99 Before proceeding to The Victory Policy, I should add one comment upon the definition of "insured benefit" in clause 2.2. Although clause 2.2 and "insured cover" was and were said to be subject to, relevantly, clause 2.2.3, clause 2.2 would be capable of providing a benefit to Ms Crocker if, on its proper construction, it provided a benefit greater than that found in clause 2.2.3. It might be put on behalf of Ms Crocker that she, as a member, "elected", for the purpose of the definition of "insured cover" referred to in paragraph [92] above, to increase her cover, by the document that she signed on 21 December 1994, that is even if that action was not effective for the purposes of clause 2.2.3(a). However, in my view any such argument is not available. The election referred to in the part of the definition of "insured benefit" to which I earlier referred picks up, I think, the choice or the election given to the member under clause 2.2.3(a). The Trustee submitted before me that the word "elect" in the relevant part of the definition of "insured benefit" must mean "validly elect". I agree. It would be contrary to the sensible structure of clause 2.2 and, in particular, the phrase "subject to the following" were Ms Crocker not entitled to obtain insurance under clause 2.2.3(a) because she was not in "active employment", but nevertheless such an invalid attempt to invoke an increase in cover under clause 2.2.3(a) was sufficient, under the part of the definition of "insured benefit", to qualify as her "election" to increase her cover, and thereby remove herself from the category of members who were "death only members".

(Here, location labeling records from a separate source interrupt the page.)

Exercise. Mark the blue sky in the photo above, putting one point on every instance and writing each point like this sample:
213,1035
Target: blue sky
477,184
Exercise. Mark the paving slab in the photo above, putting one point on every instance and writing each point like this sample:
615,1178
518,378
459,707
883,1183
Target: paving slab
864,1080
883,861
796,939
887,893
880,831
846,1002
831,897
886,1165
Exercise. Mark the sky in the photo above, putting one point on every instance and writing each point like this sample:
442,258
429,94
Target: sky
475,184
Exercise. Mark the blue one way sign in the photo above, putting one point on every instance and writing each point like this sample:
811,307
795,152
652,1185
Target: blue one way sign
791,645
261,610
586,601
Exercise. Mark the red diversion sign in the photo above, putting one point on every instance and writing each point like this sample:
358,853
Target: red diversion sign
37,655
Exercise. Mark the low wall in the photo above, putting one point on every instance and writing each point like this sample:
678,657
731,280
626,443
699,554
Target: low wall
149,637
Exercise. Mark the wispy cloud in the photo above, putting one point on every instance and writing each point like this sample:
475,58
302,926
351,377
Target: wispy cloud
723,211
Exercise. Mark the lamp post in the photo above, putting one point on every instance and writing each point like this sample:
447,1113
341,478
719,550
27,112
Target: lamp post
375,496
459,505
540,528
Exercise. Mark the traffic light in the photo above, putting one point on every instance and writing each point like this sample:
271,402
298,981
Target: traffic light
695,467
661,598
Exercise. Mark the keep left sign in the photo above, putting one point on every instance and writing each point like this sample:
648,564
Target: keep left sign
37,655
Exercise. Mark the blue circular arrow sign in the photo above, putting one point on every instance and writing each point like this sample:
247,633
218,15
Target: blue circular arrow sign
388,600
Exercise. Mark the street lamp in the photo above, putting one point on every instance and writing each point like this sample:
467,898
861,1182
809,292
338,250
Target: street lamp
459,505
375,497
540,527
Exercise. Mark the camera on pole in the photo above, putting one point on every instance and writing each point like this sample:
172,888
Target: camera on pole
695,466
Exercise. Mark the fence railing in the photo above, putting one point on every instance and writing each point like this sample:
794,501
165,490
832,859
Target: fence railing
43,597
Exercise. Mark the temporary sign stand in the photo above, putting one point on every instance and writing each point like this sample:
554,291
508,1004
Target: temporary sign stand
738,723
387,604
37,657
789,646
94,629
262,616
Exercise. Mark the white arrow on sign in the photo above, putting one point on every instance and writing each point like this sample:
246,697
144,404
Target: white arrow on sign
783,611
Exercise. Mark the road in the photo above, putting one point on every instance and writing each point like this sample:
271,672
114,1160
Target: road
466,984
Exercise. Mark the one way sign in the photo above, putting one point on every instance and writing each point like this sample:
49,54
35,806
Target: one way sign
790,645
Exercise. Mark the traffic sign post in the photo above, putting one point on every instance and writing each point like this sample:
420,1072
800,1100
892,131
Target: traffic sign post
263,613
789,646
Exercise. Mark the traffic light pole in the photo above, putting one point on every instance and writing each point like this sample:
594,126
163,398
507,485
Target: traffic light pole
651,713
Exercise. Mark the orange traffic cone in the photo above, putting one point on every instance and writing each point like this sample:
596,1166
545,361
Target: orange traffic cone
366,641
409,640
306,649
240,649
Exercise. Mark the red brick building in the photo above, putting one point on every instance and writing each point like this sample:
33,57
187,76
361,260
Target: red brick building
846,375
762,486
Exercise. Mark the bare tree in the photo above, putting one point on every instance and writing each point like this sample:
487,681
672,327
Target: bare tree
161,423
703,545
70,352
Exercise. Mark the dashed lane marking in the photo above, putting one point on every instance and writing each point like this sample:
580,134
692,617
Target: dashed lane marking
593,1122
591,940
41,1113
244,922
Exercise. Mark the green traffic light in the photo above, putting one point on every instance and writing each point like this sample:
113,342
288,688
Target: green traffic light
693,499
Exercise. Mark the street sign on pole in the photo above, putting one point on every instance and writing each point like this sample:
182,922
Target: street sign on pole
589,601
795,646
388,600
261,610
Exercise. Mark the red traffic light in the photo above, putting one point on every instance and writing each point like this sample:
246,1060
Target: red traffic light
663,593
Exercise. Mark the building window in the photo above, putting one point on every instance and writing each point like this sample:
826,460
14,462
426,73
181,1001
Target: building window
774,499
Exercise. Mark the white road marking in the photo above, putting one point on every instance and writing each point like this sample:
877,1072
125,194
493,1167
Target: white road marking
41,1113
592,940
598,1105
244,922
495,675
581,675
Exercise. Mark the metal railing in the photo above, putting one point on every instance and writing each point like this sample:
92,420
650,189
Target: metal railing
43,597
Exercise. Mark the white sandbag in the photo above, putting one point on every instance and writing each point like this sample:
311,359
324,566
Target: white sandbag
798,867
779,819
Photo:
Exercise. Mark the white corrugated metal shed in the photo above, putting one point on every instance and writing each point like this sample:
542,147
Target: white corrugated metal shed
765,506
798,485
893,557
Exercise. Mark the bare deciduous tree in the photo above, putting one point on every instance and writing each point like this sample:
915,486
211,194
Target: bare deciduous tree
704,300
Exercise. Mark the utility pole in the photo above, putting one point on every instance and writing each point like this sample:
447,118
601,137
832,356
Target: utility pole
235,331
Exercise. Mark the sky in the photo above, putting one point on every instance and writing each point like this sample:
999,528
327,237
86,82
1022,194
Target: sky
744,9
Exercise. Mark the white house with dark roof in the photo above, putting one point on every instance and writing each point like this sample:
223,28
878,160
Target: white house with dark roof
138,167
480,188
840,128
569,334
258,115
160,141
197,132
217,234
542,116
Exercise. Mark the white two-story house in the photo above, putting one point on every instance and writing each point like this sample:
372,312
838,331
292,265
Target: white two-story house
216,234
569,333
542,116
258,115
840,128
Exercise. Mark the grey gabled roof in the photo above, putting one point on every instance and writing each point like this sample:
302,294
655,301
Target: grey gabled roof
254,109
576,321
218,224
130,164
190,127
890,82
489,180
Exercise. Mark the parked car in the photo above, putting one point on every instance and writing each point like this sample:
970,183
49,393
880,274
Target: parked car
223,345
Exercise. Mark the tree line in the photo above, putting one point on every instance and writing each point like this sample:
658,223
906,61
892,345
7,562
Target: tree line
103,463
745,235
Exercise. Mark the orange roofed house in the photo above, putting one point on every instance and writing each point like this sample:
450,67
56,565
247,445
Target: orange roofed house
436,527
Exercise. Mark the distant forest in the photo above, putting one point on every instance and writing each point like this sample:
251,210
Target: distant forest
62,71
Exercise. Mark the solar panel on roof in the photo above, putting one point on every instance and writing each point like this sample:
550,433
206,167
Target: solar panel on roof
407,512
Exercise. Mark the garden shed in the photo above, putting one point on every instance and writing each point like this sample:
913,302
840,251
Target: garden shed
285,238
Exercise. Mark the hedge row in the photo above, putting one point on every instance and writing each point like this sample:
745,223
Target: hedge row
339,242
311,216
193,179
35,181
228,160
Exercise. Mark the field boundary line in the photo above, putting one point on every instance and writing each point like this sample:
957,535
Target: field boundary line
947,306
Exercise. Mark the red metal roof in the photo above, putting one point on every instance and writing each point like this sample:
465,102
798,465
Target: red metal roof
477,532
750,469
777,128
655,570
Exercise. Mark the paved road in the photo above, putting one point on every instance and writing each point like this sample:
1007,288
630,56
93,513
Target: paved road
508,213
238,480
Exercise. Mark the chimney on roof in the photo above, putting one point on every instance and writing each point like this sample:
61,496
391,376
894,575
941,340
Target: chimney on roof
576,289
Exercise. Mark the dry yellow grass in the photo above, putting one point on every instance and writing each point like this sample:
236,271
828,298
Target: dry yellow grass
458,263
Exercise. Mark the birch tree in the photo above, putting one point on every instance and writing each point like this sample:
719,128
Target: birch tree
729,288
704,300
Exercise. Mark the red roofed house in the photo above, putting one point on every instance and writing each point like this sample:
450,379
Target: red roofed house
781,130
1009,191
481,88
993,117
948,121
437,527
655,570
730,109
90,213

100 As I have said, the Tribunal directed itself immediately to clause 2.2.3. This approach, though truncated, was in my view correct. It is now necessary to turn to The Victory Policy for it is in the analysis of this policy that the Tribunal finds that Ms Crocker had an entitlement to disability cover which flowed through into the Prudential Policy through the words in clause 2.2.3(b). It is in this analysis that, in my view, the Tribunal fell into error.
101 The following clauses of The Victory Policy are relevant:
1. The Victory hereby covers those liabilities of the Trustee in respect of Employees who become Members for the Benefits in the amount and in accordance with the conditions set out in this Agreement and the Trustee AGREES to do all things required of the Trustee hereunder including making payment of premiums to enable the Victory to perform its part of the contract hereunder.
2. The basis of the contract in respect of the Benefits secured to the Trustee under this Agreement in respect of Members shall be
(a) This Agreement and;
(b) The information supplied by or on behalf of Members and by or on behalf of the Trustee in respect of Members pursuant to any of the provisions contained in this Agreement.
…
4. The Employees in respect of whom the Trustee desires that Benefits be secured under this Agreement are those who are eligible to become Members and for whom details are provided in the form specified by The Victory and lodged by the Trustee with The Victory at the Commencing Date and from time to time thereafter.
4a. The Victory recognises that there will be eligible employees in respect of whom benefits are to be provided who will never become members by reason of their death occurring prior to their completing the necessary application forms. The trustee has, in turn, confirmed to The Victory that insurance premiums will be deducted in respect of all members, other than those declining any insurance cover, whenever the relevant contributions are received, and that those premiums deducted from contributions made in respect of a period during which The Victory is the Fund's Group Insurer will be paid to The Victory.